Chiara Lubich, Gabri Fallacara, Frère Roger Schutz (1978).
Il 12 Maggio ricorre il centenario della nascita di Frère Roger Schutz, fondatore della Comunità di Taizé. Quando l’hai conosciuto per la prima volta? «
Era l’agosto 1974, a Taizé in Borgogna, dove si teneva il Concilio dei Giovani.
Chiara Lubich mi aveva invitato a partecipare con alcuni giovani francesi. Ad accogliere i 40.000 partecipanti c’erano tanti cartelloni con su scritto “Silenzio” in varie lingue. Un modo semplice ma diretto per introdurci in uno straordinario clima di preghiera, uno ‘spazio di creatività’ come lo chiamava Frère Roger: niente fumo o alcool, ma preghiera e dialogo fra tutti, libertà e fiducia.
C’erano cattolici, protestanti, anglicani, ortodossi, ebrei, agnostici … una composizione che rispecchiava quella dei fratelli che vivevano con Frère Roger, riformato calvinista. Schutz era sempre presente. Con quei suoi lineamenti dolci, miti, che parlavano di Dio, salutava uno per uno. Sentendo che ci mandava Chiara, tenendomi per mano ha detto:
«Sono felice di vederla qui, dica a Chiara che la porto nel mio cuore». In un altro momento: «Abbracciate Chiara da parte mia». Nel documento finale c’era la forza e l’impegno di tutti a vivere, senza ritorno, le beatitudini, ed essere “fermento di società senza classi e senza privilegi”. Una spinta a vivere l’insperabile, a vivere la pace, nella concordia».

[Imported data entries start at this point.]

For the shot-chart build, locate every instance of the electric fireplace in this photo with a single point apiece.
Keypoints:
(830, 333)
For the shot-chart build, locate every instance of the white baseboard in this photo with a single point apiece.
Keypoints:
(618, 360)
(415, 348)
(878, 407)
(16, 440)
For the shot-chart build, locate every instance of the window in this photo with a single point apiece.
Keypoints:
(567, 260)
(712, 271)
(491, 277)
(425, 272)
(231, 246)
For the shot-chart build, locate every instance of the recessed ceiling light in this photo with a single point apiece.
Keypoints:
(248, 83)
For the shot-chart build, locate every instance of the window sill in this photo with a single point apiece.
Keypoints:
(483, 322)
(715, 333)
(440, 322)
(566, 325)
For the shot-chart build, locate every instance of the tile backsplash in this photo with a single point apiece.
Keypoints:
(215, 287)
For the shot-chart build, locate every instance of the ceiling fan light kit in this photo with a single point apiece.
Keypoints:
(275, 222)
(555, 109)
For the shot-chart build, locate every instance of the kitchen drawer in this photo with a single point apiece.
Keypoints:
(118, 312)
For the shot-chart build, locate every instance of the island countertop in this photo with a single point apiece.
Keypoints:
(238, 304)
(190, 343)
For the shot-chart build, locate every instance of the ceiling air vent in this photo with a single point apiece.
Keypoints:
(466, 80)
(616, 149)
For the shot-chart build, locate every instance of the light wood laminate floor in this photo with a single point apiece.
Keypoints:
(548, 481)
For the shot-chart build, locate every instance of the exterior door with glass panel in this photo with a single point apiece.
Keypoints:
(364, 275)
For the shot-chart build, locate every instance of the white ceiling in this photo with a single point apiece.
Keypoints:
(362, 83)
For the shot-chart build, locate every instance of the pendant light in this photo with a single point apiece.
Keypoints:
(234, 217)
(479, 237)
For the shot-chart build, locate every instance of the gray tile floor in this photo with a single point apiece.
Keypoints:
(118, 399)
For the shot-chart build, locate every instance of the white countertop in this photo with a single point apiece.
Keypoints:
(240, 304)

Era la prima volta che il Priore di Taizé conosceva qualcuno del Movimento dei Focolari? «No. Il suo incontro con i Focolari risale agli anni ’50. Di questo ne ha parlato lui stesso nella prefazione al libro “Méditations” di Chiara, stampato a Parigi nel ‘66: “Sono più di dieci anni che ho accolto a Taizé alcuni giovani, ragazze e ragazzi. Li ho ascoltati con tranquillità e più li ascoltavo, più ravvisavo in essi la luce del Cristo. Chi erano quei giovani? I focolarini. E poi, ci siamo rivisti a più riprese, non solo a Taizé ma a Roma, a Firenze, a Milano o ancora altrove, ed è stata sempre la stessa luce del Cristo.
Un giorno che ero a Roma, invitai Chiara Lubich, colei che ha fondato questa famiglia spirituale dei focolarini.

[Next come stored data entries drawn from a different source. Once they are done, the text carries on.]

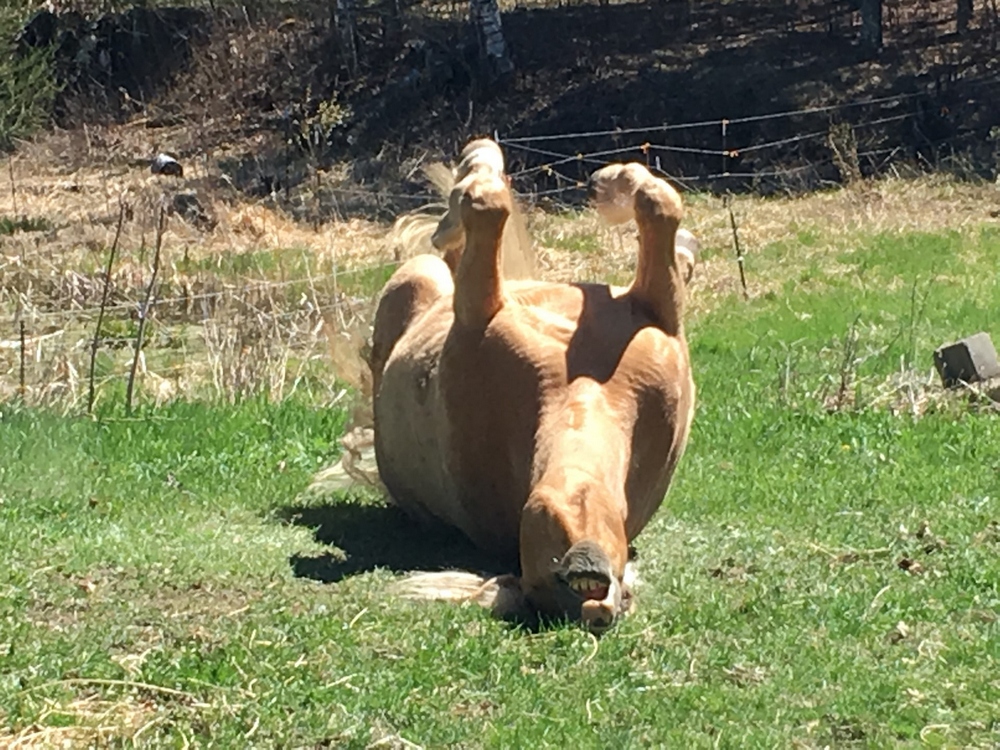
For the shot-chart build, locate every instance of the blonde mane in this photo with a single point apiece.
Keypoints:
(412, 232)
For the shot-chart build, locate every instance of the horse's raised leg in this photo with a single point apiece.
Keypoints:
(414, 287)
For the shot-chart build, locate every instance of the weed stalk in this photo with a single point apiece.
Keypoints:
(739, 251)
(104, 303)
(145, 309)
(21, 386)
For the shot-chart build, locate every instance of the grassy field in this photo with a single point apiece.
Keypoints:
(824, 572)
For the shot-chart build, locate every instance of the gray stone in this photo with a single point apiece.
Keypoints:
(166, 164)
(970, 360)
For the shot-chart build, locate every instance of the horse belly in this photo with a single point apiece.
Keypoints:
(409, 439)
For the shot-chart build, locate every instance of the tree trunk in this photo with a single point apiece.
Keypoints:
(485, 16)
(964, 16)
(871, 25)
(343, 16)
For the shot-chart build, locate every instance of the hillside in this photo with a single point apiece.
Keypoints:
(265, 94)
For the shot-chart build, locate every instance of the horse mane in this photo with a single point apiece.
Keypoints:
(411, 233)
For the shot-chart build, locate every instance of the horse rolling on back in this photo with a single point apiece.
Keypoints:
(543, 420)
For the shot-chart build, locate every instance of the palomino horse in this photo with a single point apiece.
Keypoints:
(543, 420)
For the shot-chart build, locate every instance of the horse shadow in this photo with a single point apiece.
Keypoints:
(365, 536)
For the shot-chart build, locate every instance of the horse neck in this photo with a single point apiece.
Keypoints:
(658, 283)
(479, 281)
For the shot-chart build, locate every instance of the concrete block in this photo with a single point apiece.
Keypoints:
(971, 360)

L’incontro resta memorabile. Ho poi rivisto Chiara spesso, e la trasparenza di questa donna è sempre la stessa pagina di Vangelo aperta. Non dimentico che
Chiara è stata scelta tra gli umili, i lavoratori, per confondere i forti, i potenti di questo mondo.So che attraverso donne come Chiara, Dio ci dona un incomparabile strumento di unità per noi, cristiani separati da secoli da un lungo divorzio”».

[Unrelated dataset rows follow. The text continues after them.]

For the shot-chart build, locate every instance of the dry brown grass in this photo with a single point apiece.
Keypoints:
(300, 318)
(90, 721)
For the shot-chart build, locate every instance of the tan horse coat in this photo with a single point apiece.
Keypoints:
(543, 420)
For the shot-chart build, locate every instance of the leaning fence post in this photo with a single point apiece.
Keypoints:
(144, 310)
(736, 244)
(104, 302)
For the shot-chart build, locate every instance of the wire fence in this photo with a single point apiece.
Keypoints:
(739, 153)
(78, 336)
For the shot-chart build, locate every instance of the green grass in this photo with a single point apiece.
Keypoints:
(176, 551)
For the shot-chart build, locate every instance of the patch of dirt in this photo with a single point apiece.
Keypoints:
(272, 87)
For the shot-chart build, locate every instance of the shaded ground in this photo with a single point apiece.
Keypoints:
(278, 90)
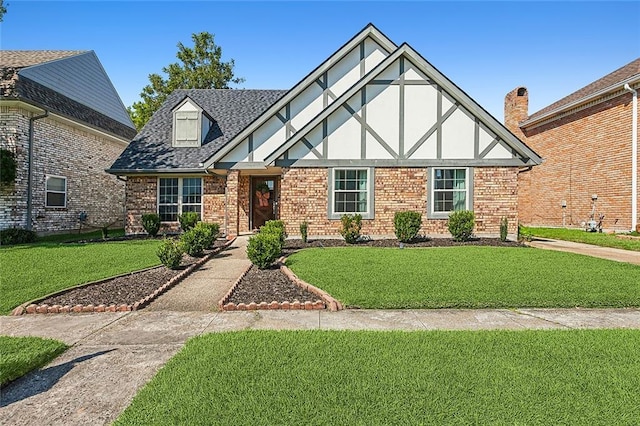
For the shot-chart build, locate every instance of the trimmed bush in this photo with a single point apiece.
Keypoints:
(188, 220)
(304, 228)
(263, 249)
(275, 227)
(170, 253)
(351, 226)
(17, 236)
(212, 230)
(461, 224)
(407, 225)
(196, 240)
(504, 228)
(151, 223)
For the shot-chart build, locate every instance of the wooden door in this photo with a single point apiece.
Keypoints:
(264, 199)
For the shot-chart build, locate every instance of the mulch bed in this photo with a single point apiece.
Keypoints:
(124, 290)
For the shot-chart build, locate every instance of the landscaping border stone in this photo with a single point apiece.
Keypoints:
(33, 307)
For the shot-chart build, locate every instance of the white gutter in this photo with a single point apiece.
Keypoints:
(631, 80)
(634, 158)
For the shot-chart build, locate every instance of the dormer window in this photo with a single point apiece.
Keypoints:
(189, 124)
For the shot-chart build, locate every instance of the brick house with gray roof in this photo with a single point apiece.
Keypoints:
(373, 130)
(63, 123)
(589, 142)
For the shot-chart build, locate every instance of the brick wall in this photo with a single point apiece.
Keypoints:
(142, 198)
(63, 150)
(304, 197)
(585, 153)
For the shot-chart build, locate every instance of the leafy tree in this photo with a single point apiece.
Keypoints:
(199, 67)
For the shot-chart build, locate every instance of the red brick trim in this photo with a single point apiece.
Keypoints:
(34, 308)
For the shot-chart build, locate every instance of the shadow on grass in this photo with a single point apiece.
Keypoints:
(39, 381)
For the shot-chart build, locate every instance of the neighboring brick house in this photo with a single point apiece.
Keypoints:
(589, 143)
(63, 123)
(374, 129)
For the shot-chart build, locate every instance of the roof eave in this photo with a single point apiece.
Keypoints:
(634, 81)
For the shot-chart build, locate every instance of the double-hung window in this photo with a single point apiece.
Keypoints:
(56, 191)
(351, 192)
(179, 195)
(450, 190)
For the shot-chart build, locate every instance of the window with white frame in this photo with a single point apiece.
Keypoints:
(351, 192)
(450, 190)
(56, 191)
(179, 195)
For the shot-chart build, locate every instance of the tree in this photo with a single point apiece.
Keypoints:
(199, 67)
(3, 10)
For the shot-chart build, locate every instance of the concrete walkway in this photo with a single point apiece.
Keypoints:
(113, 355)
(618, 255)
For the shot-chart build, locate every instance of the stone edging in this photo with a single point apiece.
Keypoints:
(33, 308)
(326, 300)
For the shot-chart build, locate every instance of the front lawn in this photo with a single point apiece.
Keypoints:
(467, 277)
(19, 355)
(31, 271)
(587, 377)
(581, 236)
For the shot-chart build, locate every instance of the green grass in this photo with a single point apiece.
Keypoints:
(31, 271)
(75, 236)
(581, 236)
(467, 277)
(19, 355)
(588, 377)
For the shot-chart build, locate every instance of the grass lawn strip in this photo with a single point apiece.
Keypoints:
(19, 355)
(467, 277)
(581, 236)
(586, 377)
(36, 270)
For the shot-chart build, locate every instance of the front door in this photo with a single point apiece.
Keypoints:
(265, 195)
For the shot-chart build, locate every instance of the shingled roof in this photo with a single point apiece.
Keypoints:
(231, 111)
(16, 86)
(612, 79)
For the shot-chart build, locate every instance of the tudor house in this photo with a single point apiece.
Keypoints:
(61, 124)
(374, 129)
(589, 142)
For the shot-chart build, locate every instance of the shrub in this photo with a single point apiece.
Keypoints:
(351, 226)
(407, 225)
(461, 225)
(263, 249)
(504, 228)
(212, 230)
(17, 236)
(170, 253)
(195, 241)
(304, 227)
(151, 223)
(275, 227)
(188, 220)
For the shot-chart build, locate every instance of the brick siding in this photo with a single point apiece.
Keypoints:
(587, 152)
(63, 150)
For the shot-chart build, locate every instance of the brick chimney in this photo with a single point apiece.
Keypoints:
(516, 109)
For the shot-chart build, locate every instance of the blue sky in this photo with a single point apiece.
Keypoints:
(486, 48)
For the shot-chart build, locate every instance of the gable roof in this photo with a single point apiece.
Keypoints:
(613, 80)
(528, 155)
(71, 83)
(230, 111)
(368, 31)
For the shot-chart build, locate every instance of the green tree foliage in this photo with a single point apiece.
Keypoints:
(199, 67)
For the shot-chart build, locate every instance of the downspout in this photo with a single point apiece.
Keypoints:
(634, 158)
(30, 166)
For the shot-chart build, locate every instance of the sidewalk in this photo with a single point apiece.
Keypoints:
(618, 255)
(112, 355)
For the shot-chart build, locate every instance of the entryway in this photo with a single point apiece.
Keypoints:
(265, 194)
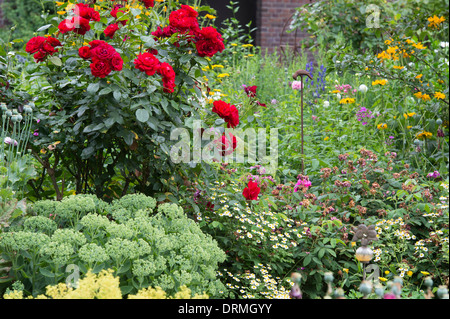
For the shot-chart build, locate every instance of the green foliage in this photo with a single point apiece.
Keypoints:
(26, 16)
(164, 248)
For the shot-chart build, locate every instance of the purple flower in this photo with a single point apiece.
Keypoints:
(10, 141)
(435, 174)
(295, 292)
(364, 113)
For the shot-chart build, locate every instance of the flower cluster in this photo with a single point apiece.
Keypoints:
(184, 22)
(251, 93)
(104, 58)
(303, 183)
(363, 114)
(252, 191)
(229, 113)
(42, 47)
(80, 22)
(435, 21)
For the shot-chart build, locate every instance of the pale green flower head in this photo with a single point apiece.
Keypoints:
(40, 224)
(58, 253)
(92, 253)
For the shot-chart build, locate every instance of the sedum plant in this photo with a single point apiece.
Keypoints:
(148, 249)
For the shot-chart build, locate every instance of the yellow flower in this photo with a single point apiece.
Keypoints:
(439, 95)
(380, 82)
(347, 100)
(435, 21)
(424, 135)
(418, 95)
(419, 46)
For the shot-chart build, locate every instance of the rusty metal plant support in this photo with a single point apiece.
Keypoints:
(302, 73)
(364, 254)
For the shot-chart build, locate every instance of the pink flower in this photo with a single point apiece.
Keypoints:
(297, 85)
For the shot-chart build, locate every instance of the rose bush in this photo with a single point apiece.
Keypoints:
(109, 87)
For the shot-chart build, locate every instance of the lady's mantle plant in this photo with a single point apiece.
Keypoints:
(110, 81)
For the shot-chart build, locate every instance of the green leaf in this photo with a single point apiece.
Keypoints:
(45, 272)
(105, 91)
(55, 60)
(43, 28)
(307, 260)
(93, 88)
(142, 115)
(315, 164)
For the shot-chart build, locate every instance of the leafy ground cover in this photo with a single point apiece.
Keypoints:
(89, 181)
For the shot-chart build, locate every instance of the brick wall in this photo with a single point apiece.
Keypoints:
(1, 15)
(272, 20)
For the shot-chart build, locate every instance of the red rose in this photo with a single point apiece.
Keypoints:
(146, 62)
(100, 68)
(84, 52)
(114, 12)
(54, 42)
(65, 26)
(152, 51)
(111, 30)
(184, 19)
(168, 76)
(35, 44)
(42, 47)
(251, 90)
(148, 3)
(97, 43)
(209, 42)
(228, 112)
(261, 104)
(101, 50)
(252, 191)
(80, 25)
(117, 62)
(40, 56)
(86, 12)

Chiara Lubich, Eli Folonari, Frère Roger Schutz
Una testimonianza di stima e rispetto reciproco tra i due movimenti e tra i due fondatori… «Sono parole, quelle della prefazione, che dicono la comprensione di Roger nei confronti di Chiara quale strumento di unità, per quella riconciliazione tra i cristiani di diverse denominazioni che anch’egli tanto agognava.
Chiara ha sempre avuto una grande stima per lui, sostenendo la sua opera anche concretamente. Ad esempio, per un anno ha chiesto ad un focolarino di aiutare per l’organizzazione del grande Concilio. Più tardi è sorta la collaborazione per il progetto
“Insieme per l’Europa”, cui Roger teneva tanto. La Comunità di Taizé è sempre stata presente alle diverse manifestazioni, e lo sarà anche a quella che si sta preparando a Monaco per il 2016.
Per la prima volta Movimenti di varie Chiese si mettevano d’accordo per crescere insieme nella vita del Vangelo. Poiché ognuno annovera tante persone, con questa novità è stato un consegnare alla storia qualcosa di importante, che non passa inosservato».
Tu che l’hai conosciuto personalmente, cosa puoi dirci di Frère Roger come figura ecumenica? «Con Frère Roger si è inaugurata una nuova era. Si pregava gli uni per gli altri, si condividevano le difficoltà e le speranze. Roger Schutz ci lascia un messaggio di certezza. Ha cominciato la sua opera raccogliendo profughi e sofferenti, mettendo insieme tanti giovani. Nella sua lunga vita – è morto a 90 anni, una morte speciale come si sa – ha davvero sperimentato l’amore del Padre per l’umanità: è stata trasparenza di questo amore divino. La preghiera era per lui una chiave che consentiva, quasi direi, di aprire il mistero di Dio e Roger aveva il senso divino della preghiera, fuori del tempo.
Egli credeva nell’unità fra i cristiani, ci credeva assolutamente. Quindi ha cominciato a realizzare insieme alla gente quello che si poteva fare subito: pregare. L’unità verrà come un dono di Dio».